My Rover P5B Coupe, registration BGU 122G,  was manufactured 0n 22 August 1968 and despatched from the Solihull factory on 3 September 1968. The car has a Silver Birch roof over Admiralty Blue bodywork, with Buckskin (cream) leather and Mortlake Brown (fawn) carpets.

Its history is a mystery until 1986, when it was first registered in the UK – 18 years after leaving the factory. The car is verified as RHD Home Market Specification, so it could have been registered to an embassy, the MoD or Government, registered in the Isle of Mann or Guernsey/Jersey, or even overseas (that seems unlikely as it’s a UK-spec car). It’s also highly unlikely an embassy, the MoD or Government would keep a car for 18 years, and most, if not all, of the Government cars were saloons, not Coupes. The car was delivered and distributed to Henlys Limited, London, who were distributors that handled a great many of Rover’s cars and also had some dealer premises, so that doesn’t really help explain things either.

The most likely (and least exciting) explanation could just be that DVLA messed-up the cars records. Paper records were ‘computerised’ in the ’80’s and ’90’s, and inevitably mistakes happened. Perhaps someone transposed the year (1968 and 1986 look very similar), or paper records were lost so someone just put the earliest date records for the car started. Who knows.

It would be lovely to find out what happened in this mysterious 18 year gap, but it’s likely to remain a mystery unless a small miracle occurs.

The car was manufactured just after Rover became part of BLMC (British Leyland Motor Corporation Ltd). Rover had joined the successful Leyland Motor Corporation (LMC) in 1967, sitting alongside Triumph, as part of the ongoing rationalisation and restructuring of the British motor industry. Then in 1968 LMC merged with the failing British Motor Corporation (BMC) to create BLMC. The hope was that LMC would rescue BMC.

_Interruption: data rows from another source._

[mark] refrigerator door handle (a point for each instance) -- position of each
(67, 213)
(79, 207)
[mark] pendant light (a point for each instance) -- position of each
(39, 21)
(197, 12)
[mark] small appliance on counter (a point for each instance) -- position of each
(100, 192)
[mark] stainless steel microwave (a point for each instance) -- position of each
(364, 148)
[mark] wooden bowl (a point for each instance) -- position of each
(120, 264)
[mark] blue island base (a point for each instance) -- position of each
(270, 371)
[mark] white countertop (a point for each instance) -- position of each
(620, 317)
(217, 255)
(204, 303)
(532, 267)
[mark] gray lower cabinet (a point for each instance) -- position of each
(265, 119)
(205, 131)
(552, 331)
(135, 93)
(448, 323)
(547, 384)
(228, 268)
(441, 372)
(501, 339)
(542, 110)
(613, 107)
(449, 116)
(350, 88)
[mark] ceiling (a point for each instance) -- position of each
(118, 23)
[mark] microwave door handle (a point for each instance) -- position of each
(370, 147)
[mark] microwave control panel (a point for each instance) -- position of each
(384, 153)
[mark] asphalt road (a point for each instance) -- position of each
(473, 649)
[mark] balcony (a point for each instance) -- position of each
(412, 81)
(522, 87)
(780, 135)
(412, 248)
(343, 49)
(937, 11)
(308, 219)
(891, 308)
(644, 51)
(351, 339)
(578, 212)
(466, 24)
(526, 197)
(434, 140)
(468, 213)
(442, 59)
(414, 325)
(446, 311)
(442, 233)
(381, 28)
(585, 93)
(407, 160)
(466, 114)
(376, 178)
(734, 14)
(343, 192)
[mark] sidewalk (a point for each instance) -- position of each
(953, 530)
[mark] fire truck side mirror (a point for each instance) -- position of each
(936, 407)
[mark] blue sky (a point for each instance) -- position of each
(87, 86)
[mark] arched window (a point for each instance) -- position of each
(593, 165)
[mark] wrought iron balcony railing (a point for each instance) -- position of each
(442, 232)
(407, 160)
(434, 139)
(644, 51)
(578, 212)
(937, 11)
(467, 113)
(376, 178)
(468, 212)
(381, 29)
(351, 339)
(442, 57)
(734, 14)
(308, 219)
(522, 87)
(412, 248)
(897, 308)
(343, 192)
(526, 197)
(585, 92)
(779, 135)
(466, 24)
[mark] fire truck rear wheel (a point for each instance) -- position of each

The reality was that BMC dragged-down LMC, until the government had to rescue the whole lot in 1974 and create the nationalised British Leyland. When Rover became part of BLMC alongside Jaguar in 1968, it’s fate was basically sealed, as new Rover models being worked on (the P8, which was due to replace the P5 in 1972, and the P9 sports car) were cancelled apparently to reduce model overlap with other Leyland marques, which makes sense in many ways but was a tragedy for Rover.